The F-to-Q replacement at alignment site 7 along the branch leading to the mammalian retinol binding proteins was a case of poor articulation. Orthologs from the recently completed chicken and frog genomes possessed Tyr, an intermediate amino acid in the F-to-Q pathway. Nevertheless, the structural position of this site suggested that the amino acid residue it holds can modulate ligand binding affinity by influencing the orientation of the dual hydrogen bond donor/acceptor residue at a second site, which is in direct contact with the polar end of the bound ligand. These hypotheses are specific enough to be experimentally testable.

In the same protein family, we noticed an unusual protein sequence from the gecko (Lygodactylus picturalis). Literature searches revealed that it had been found in the eye lens and prompted us to ask if the sites replaced along this branch might explain how this protein had been recruited to function as a crystallin. Many of the sites were clustered in a region of the protein with their side chains protruding away from the surface – a pattern consistent with the emergence of a new binding site.

These three examples illustrate how the naturally organized Magnum database supports querying across many protein families, as well as opportunistically following leads obtained by browsing, to quickly explore and generate hypotheses related to protein structure and function.

Integrating protein evolution and structures

Existing protein sequence and structure data sources are Magnum's foundation, yet Magnum is much more than the sum of its source data. The specific sources of raw data chosen for inclusion in Magnum, and three major steps employed to generate the final product, distinguish Magnum from other databases such as PFAM [38], Pandit [39], and PALI [40]. The Magnum source data is first organized under a common schema designed to allow storage, integration, and retrieval of the source data and its derived information. Importantly, this step establishes the orthologous relationships between sequence and structure protein sites. Genealogies are then built for each protein family and the derived molecular evolutionary information stored in the database. This process is not a trivial one. It requires extensive planning, computational processing, and integrating of results from different stages of the evolutionary analysis. Finally, interactive browsing and analysis tools are deployed that make use of a custom application programming interface to the Magnum database.

The chemical behaviors of polypeptides determine, to a large extent, biological phenotypes.
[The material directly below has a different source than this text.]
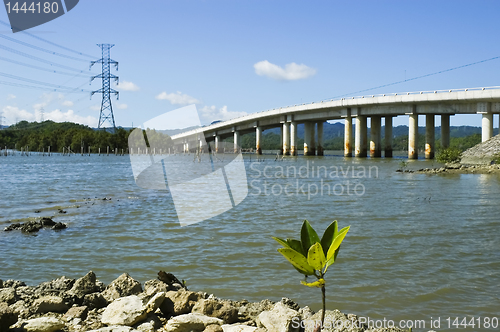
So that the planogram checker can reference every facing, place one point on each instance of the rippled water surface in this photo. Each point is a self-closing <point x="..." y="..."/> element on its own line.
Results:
<point x="420" y="245"/>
Investigating the molecular basis of phenotypes would be simple if the behavior of a protein and the consequence of replacing residues at particular protein sites were predictable from the linear sequence of amino acids. In the absence of these predictive powers, combining phylogenetic sequence analyses with additional sources of complementary data represents a powerful approach to the study of protein molecular function [41, 42]. While many would agree that integrative biology is a worthwhile goal, the slow pace of progress in this direction indicates significant challenges exist. Here we succeeded at developing an integration scheme for just two fields of protein study, evolution and structure, which obviously have a synergistic relationship. We applied the method in a high-throughput manner to full-length protein families where at lea one crystal structure could be identified.
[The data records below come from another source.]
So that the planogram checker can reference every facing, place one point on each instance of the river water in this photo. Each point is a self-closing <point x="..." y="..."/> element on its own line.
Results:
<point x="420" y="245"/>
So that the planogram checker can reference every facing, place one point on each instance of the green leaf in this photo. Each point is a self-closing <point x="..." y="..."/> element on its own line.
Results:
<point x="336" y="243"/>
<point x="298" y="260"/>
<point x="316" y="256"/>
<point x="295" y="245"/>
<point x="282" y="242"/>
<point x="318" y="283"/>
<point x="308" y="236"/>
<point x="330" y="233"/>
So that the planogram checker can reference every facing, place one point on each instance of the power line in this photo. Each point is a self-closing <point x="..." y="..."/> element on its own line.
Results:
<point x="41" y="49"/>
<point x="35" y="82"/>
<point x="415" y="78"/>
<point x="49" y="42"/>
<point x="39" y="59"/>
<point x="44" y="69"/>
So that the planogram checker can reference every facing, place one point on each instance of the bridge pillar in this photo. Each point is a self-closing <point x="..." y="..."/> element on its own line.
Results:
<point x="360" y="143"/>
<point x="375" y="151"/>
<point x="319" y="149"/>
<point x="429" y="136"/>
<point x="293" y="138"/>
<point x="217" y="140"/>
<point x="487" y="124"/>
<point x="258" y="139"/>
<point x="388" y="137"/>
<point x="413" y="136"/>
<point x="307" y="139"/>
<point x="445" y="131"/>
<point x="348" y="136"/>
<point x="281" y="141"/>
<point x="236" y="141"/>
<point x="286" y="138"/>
We attribute the successful synthesis, at least in part, to the particularly detailed approach employed for reconstructing protein evolution. While many recognize that homologous sequences are more valuable when aligned and organized phylogenetically, few have considered the benefits of capturing branch-specific replacement patterns through the use of ancestral sequences. Reconstructing amino acid replacements along phylogenetic lineages is a realistic and efficient means of modeling the actual events that have occurred during the divergent evolution of the homologous protein sequences. The alternative, when ancestral sequences are unavailable, is to make 'leaf-leaf' comparisons. In leaf-leaf comparisons lineages are visited multiple times as the paths for different leaf-leaf pairs cross many of the same branches [43]. Leaf-leaf comparisons introduce bias in the counting of replacements, thus making the interpretations more difficult. In addition, leaf-leaf pairs are always separated by at least two branches and the number of replacements separating them will always be larger (in many cases much larger) than the number of replacements along individual branches. When searching for a few replacements of functional importance amidst a background of functionally neutral replacements the smaller groups of mutations organized by node-node comparisons are expected to be helpful. In addition, node-node comparisons should capture multiple substitutions at a site better than leaf-leaf treatments.
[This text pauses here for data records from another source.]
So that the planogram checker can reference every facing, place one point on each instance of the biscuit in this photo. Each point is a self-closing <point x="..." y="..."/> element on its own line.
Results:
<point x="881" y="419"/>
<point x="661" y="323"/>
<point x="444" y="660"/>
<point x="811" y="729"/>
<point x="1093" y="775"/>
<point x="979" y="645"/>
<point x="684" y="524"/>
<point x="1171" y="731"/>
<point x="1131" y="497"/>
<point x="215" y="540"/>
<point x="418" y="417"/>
Homologous proteins with detectable sequence identity possess nearly identical backbone structures [44]. Therefore, a single structure reasonably depicts the fold of all members of a family of homologs. Here the definition of what constitutes a protein family becomes important. Homeomorphic protein families, such as those from the PIR Superfamily resource, contain similar domain contents and arrangements, and the aligned sites share common structural environments. From a folded protein model, sites with buried residues and sites with residues exposed to the solvent are easily identified. Buried residues commonly interact to stabilize the protein fold, whereas exposed residues can bind crucial ligands, catalyze reactions, and mediate the formation of inter-molecular complexes. Three-dimensional structures also divulge groups of sites that might be distant in a linear sequence but proximal in the folded structure, and regions of the molecule that tend to remain flexible. When different proteins are crystallized as a complex, a detailed map of where and how different proteins interact is also captured. All of these structural insights can be investigated from a fresh perspective when the different levels of protein structure (primary, secondary, etc.) are connected with a detailed account of protein evolution.

Strengths and weaknesses of the approach

As demonstrated here with examples from the cellular retinoid binding proteins, Magnum allows any inquisitive user to ask questions about individual protein families and get quick answers, which may beg additional questions that are either answerable through Magnum or by consulting the scientific literature. There is no need to be an expert or to spend days or weeks preparing the data before the question can be asked. This is the most obvious advantage of a precomputed resource such as Magnum.

Another distinguishing feature of Magnum is its inclusion of detailed molecular evolutionary and structural information for a large number of diverse protein families. This permits the user to browse or query the data across a range of scales, such as specific replacement patterns (e.g. F-to-Q), groups of coincident replacements along a branch, replacements in similar structural elements, or all of these in combination. For those who are willing to follow leads opportunistically, Magnum offers a unique resource that enables discovery through browsing. We have found that this can be an effective method for research project selection.

Ideally, Magnum should consider all families of proteins, regardless of whether they are represented in the crystallographic database, and should be rebuilt continuously. Limited resources required us to consider only those families represented in the PDB by a crystal structure, and to construct only a static database from a single release of iProClass (Version 2.62). The first limitation is not excessively severe; as such families are most susceptible to the combination of structural biology and evolutionary biology that has proven to be so valuable in inferring function. The second is more severe, as is illustrated by our discussion of the cellular retinol binding proteins.

Use of Magnum to analyze cellular retinoid binding proteins, and proteins involved in inflammation (M.B. and S.A, in preparation), showed certain deficiencies related to statically built databases. Most notable of these was the absence of sequences deposited in the public databases since the last build of Magnum was completed.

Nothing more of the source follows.